Boot camps and Hackathon to teach business of game design
September 30, 2016This article was written by Sean Roney
By Sean Roney
Two Tech-Boot camps in October and a Hackathon in November are on their way to provide local students a chance to learn about the business of game design. The Institute for Innovation and Economic Development (IIED) will host Startup Tech Boot Camps on Oct. 7 and Oct. 21, meant to introduce students of all backgrounds to game design, including the business end, while the Nov. 4-6 Hackathon will center around a weekend-long game design competition.
“The two boot camps are definitely open to non-computer science majors,” said IIED Program Specialist Mary Jo Zenk. “Anybody who is into it, interested, and has a game idea. But you need to know how a basic game is put together.”
“It won’t be directly coding, but it will be very similar, a high level,” said IIED Executive Director Brad Barbeau. He explained participants will learn the game creation platform hyperPad.
The nature of the boot camps will guide people through learning how to design games. “The first is an overview of what constitutes a good game and walking you through how to put a game into hyperPad,” said Zenk. “The second one is on more advanced features of hyperPad. All the bells and whistles.” She added, “You’re not going to be creating your own game over those two boot camps. You’re learning a tool for that. It’s a basic tool, but it’s a way to get some introduction to it.”
“They’ll figure out a game, then over the weekend they’ll have to build a basic prototype of that game.”
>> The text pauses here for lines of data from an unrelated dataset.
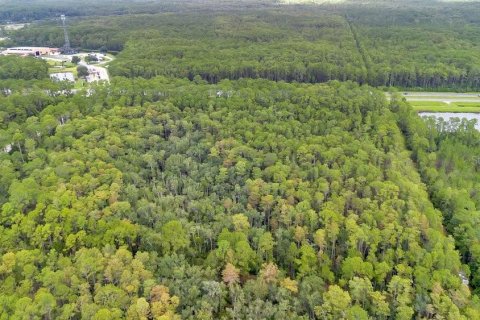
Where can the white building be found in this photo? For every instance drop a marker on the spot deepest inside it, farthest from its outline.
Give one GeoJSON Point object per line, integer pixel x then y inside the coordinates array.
{"type": "Point", "coordinates": [63, 76]}
{"type": "Point", "coordinates": [31, 51]}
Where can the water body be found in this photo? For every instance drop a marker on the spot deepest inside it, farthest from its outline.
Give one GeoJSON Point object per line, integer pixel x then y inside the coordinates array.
{"type": "Point", "coordinates": [449, 115]}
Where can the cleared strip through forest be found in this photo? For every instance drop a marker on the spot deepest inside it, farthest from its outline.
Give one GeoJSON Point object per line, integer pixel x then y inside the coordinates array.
{"type": "Point", "coordinates": [363, 53]}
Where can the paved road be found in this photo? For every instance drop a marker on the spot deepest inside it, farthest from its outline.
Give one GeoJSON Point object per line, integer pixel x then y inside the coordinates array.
{"type": "Point", "coordinates": [97, 73]}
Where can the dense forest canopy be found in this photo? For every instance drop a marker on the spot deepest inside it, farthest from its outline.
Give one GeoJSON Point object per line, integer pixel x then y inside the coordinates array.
{"type": "Point", "coordinates": [247, 199]}
{"type": "Point", "coordinates": [240, 164]}
{"type": "Point", "coordinates": [389, 45]}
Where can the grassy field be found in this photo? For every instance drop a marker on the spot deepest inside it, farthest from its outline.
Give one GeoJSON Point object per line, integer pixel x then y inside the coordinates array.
{"type": "Point", "coordinates": [436, 106]}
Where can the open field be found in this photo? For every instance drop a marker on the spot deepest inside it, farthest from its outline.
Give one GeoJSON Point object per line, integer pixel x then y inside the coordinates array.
{"type": "Point", "coordinates": [436, 106]}
{"type": "Point", "coordinates": [443, 101]}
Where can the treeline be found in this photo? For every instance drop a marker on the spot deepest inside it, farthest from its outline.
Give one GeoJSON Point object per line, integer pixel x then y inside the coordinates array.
{"type": "Point", "coordinates": [32, 10]}
{"type": "Point", "coordinates": [12, 67]}
{"type": "Point", "coordinates": [448, 157]}
{"type": "Point", "coordinates": [422, 56]}
{"type": "Point", "coordinates": [293, 44]}
{"type": "Point", "coordinates": [288, 47]}
{"type": "Point", "coordinates": [246, 199]}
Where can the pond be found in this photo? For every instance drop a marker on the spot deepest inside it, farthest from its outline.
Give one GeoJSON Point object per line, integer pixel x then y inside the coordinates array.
{"type": "Point", "coordinates": [449, 115]}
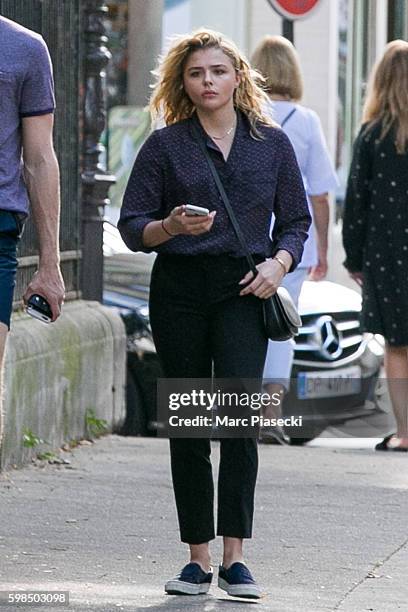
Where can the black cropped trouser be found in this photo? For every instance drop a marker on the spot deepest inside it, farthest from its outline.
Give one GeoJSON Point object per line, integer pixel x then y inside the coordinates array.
{"type": "Point", "coordinates": [199, 321]}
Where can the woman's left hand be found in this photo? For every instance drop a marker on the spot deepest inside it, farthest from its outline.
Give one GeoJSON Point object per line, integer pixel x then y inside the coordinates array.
{"type": "Point", "coordinates": [267, 281]}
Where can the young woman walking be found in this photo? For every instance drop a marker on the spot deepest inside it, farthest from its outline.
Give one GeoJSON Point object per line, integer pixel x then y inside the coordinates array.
{"type": "Point", "coordinates": [375, 225]}
{"type": "Point", "coordinates": [205, 307]}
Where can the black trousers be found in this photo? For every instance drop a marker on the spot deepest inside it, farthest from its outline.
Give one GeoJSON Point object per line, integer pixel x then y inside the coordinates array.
{"type": "Point", "coordinates": [199, 321]}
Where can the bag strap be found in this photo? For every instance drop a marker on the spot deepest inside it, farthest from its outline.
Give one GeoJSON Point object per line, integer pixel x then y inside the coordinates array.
{"type": "Point", "coordinates": [226, 201]}
{"type": "Point", "coordinates": [288, 116]}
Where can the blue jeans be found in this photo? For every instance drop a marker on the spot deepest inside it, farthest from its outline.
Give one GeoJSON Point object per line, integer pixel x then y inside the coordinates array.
{"type": "Point", "coordinates": [11, 227]}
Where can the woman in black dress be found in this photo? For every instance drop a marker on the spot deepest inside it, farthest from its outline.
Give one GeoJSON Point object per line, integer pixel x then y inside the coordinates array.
{"type": "Point", "coordinates": [375, 228]}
The Hackathon this year will focus on those game creation skills, a new direction from previous years, which have focused instead on mobile apps.
“The theme is creating fun digital games that solve community problems,” said Zenk. The selection of problems could range from parking on campus or saving water. Then, Zenk said, participants will use their skills to answer: “Can we create a fun game that also addresses that?”
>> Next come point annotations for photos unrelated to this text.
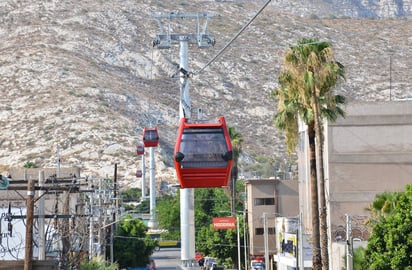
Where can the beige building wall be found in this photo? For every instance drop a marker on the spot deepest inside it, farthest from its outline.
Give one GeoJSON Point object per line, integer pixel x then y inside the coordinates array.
{"type": "Point", "coordinates": [366, 153]}
{"type": "Point", "coordinates": [266, 199]}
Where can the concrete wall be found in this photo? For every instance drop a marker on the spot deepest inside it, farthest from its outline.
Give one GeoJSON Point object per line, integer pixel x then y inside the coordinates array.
{"type": "Point", "coordinates": [367, 153]}
{"type": "Point", "coordinates": [286, 196]}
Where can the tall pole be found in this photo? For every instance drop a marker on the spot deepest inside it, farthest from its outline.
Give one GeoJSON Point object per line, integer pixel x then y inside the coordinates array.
{"type": "Point", "coordinates": [348, 243]}
{"type": "Point", "coordinates": [28, 257]}
{"type": "Point", "coordinates": [112, 228]}
{"type": "Point", "coordinates": [186, 195]}
{"type": "Point", "coordinates": [143, 178]}
{"type": "Point", "coordinates": [164, 41]}
{"type": "Point", "coordinates": [42, 235]}
{"type": "Point", "coordinates": [153, 219]}
{"type": "Point", "coordinates": [91, 227]}
{"type": "Point", "coordinates": [265, 234]}
{"type": "Point", "coordinates": [245, 238]}
{"type": "Point", "coordinates": [239, 265]}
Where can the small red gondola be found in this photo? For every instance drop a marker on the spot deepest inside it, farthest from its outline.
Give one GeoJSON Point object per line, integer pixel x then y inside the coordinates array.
{"type": "Point", "coordinates": [203, 153]}
{"type": "Point", "coordinates": [139, 149]}
{"type": "Point", "coordinates": [150, 137]}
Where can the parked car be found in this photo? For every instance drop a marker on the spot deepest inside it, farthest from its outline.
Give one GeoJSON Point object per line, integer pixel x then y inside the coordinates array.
{"type": "Point", "coordinates": [209, 262]}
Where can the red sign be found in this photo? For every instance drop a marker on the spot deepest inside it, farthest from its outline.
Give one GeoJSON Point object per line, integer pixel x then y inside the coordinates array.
{"type": "Point", "coordinates": [224, 223]}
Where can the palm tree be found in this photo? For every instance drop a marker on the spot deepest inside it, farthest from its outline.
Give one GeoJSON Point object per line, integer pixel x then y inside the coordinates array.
{"type": "Point", "coordinates": [309, 74]}
{"type": "Point", "coordinates": [237, 140]}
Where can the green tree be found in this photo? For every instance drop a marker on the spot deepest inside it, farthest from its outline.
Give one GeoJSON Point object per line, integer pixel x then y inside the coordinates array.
{"type": "Point", "coordinates": [308, 76]}
{"type": "Point", "coordinates": [131, 245]}
{"type": "Point", "coordinates": [390, 244]}
{"type": "Point", "coordinates": [383, 205]}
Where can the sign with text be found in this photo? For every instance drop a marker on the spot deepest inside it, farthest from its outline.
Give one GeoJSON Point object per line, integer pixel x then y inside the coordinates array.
{"type": "Point", "coordinates": [224, 223]}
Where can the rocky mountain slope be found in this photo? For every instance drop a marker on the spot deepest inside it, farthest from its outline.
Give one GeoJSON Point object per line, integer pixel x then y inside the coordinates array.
{"type": "Point", "coordinates": [81, 79]}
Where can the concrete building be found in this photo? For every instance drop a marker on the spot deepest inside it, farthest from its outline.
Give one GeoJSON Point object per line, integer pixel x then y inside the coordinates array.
{"type": "Point", "coordinates": [267, 199]}
{"type": "Point", "coordinates": [366, 153]}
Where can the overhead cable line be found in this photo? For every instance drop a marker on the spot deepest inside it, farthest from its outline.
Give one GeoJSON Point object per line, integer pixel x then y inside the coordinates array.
{"type": "Point", "coordinates": [233, 39]}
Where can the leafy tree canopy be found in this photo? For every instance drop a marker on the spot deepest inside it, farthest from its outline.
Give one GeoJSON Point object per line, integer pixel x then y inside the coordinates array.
{"type": "Point", "coordinates": [131, 245]}
{"type": "Point", "coordinates": [390, 244]}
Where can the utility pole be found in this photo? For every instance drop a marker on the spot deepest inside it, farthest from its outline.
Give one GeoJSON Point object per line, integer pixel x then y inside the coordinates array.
{"type": "Point", "coordinates": [41, 212]}
{"type": "Point", "coordinates": [348, 243]}
{"type": "Point", "coordinates": [164, 40]}
{"type": "Point", "coordinates": [28, 256]}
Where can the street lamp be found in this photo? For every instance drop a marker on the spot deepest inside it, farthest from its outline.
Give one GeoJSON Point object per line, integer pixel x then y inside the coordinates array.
{"type": "Point", "coordinates": [238, 238]}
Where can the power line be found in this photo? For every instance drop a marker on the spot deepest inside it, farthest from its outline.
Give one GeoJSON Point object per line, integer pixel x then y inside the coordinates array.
{"type": "Point", "coordinates": [233, 39]}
The Hackathon will include computer science students, but the aim of IIED is to get participants from other backgrounds, as well. “The artists, the designers, the people that kind of are into games and understand the user interface and user psychology,” said Zenk. “They’ll form a team with techies and artists and gamers and they’ll figure out a game, then over the weekend they’ll have to build a basic prototype of that game.” The Hackathon’s final day will end with an afternoon display of games before the community and a panel of judges.
The boot camps will be free for CSUMB students, but the Hackathon is still in the process of funding collection. Students from other area colleges are welcome to attend. Zenk explained the Hackathon, being a three-day event, will require food, beverages, and caffeine for the participants. Prizes for the winning team of the Hackathon have yet to be determined, and while the judges haven’t yet been finalized, Barbeau said, “Typically it’s some representation from the faculty and some representation from tech people in the area.”
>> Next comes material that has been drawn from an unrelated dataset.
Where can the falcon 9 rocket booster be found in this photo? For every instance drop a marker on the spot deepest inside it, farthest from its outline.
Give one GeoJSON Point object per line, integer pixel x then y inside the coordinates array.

The shift to game development rather than mobile app development was inspired by more than just industry interest. “It’s the application of principles to games.” In noting an industry standout, he said, “Duolingo is an online and app for learning languages, and it uses game principals to engage you in the process of learning a language, rather than sitting there and memorizing.”
Additionally, CSUMB has a new game design major in computer sciences and a game design lab.
“Hopefully some of the community college students that come will transfer here and get into our majors,” said Zenk. “We’re making a strategic effort to work with the community colleges.”